Context: The practicality of this decree has yet to be seen, and those to whom it applies will still need to jump through some hoops to ensure they fall under its aegis, but even just the announcement is a significant pivot from the previous administration’s stance on the matter—on former-President Trump’s final day in office, he issued an executive order that deferred the removal of these Venezuelan refugees without granting them temporary status: a move that left them locked in legal limbo.

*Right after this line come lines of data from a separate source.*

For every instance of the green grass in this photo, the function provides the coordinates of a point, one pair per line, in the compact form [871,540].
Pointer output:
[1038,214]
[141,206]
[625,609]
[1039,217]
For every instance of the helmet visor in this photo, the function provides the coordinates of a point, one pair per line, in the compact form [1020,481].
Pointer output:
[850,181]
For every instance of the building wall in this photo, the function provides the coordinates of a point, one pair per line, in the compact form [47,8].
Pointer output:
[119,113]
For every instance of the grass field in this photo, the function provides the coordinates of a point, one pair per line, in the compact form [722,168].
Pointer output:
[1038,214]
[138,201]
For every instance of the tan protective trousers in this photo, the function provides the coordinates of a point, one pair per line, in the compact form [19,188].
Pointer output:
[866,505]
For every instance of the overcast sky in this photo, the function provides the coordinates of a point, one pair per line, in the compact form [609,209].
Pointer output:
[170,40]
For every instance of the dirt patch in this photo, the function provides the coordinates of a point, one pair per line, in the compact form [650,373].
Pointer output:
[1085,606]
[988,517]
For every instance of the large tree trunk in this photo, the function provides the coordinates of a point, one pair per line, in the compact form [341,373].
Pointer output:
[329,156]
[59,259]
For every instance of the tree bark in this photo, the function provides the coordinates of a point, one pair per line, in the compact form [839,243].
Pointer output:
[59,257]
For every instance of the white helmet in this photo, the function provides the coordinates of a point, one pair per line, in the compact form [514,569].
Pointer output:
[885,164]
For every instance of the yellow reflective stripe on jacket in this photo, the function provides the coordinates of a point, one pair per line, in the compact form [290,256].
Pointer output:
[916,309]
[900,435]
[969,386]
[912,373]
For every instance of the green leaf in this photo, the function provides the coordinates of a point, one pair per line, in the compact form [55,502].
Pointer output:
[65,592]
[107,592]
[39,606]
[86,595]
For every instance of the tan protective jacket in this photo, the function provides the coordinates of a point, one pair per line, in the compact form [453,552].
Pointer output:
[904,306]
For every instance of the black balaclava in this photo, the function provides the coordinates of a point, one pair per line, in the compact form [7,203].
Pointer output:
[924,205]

Also: Biden faces challenge from surge of migrants at the border
—Los Angeles Times, The New York Times
Cyprus, Israel, Greece sign deal on electric cable link
Summary: The governments of Israel, Cyprus, and Greece have signed an agreement to speed up the technical work on a 2,000 megawatt undersea electrical cable that, when finished, will help these countries transition to cleaner, more sustainable energy.
Context: Many such international grids and mega-grids are being discussed right now, as being able to send large amounts of electricity from place to place could help create a regional market for energy that would help balance out supply and create a market for governments and businesses that are able to generate more than can be consumed, locally—Cyprus, for instance, is working on a potential, separate deal with Greece and Egypt.
—The Associated Press
Hackers breach thousands of security cameras, exposing Tesla, jails, hospitals
Summary: A hacker group says that they have accessed the feeds of around 150,000 security cameras operated by a Silicon Valley-based surveillance company called Verkada—giving the hackers access to live video from Tesla facilities, jails, and hospitals, among many other locations.
Context: Some of these feeds reportedly have facial recognition data collected along with the video, and a representative from the international hacker collective that breached Verkada’s system says that they did it to show how pervasive surveillance of this kind is throughout society, to promote anti-capitalist ideas, and because it was fun.
—Bloomberg
Visual

64%
Increase in cargo ship orders—measured by capacity—from 2019 to 2020.
Many of these ships carry between 15,000 and 23,000 standard, 20-foot cargo containers apiece, and this surge in cargo space is largely the result of China’s manufacturing resurgence, post-COVID, alongside the boom in shipping that is expected to occur when the world has moved on from the worst of the pandemic.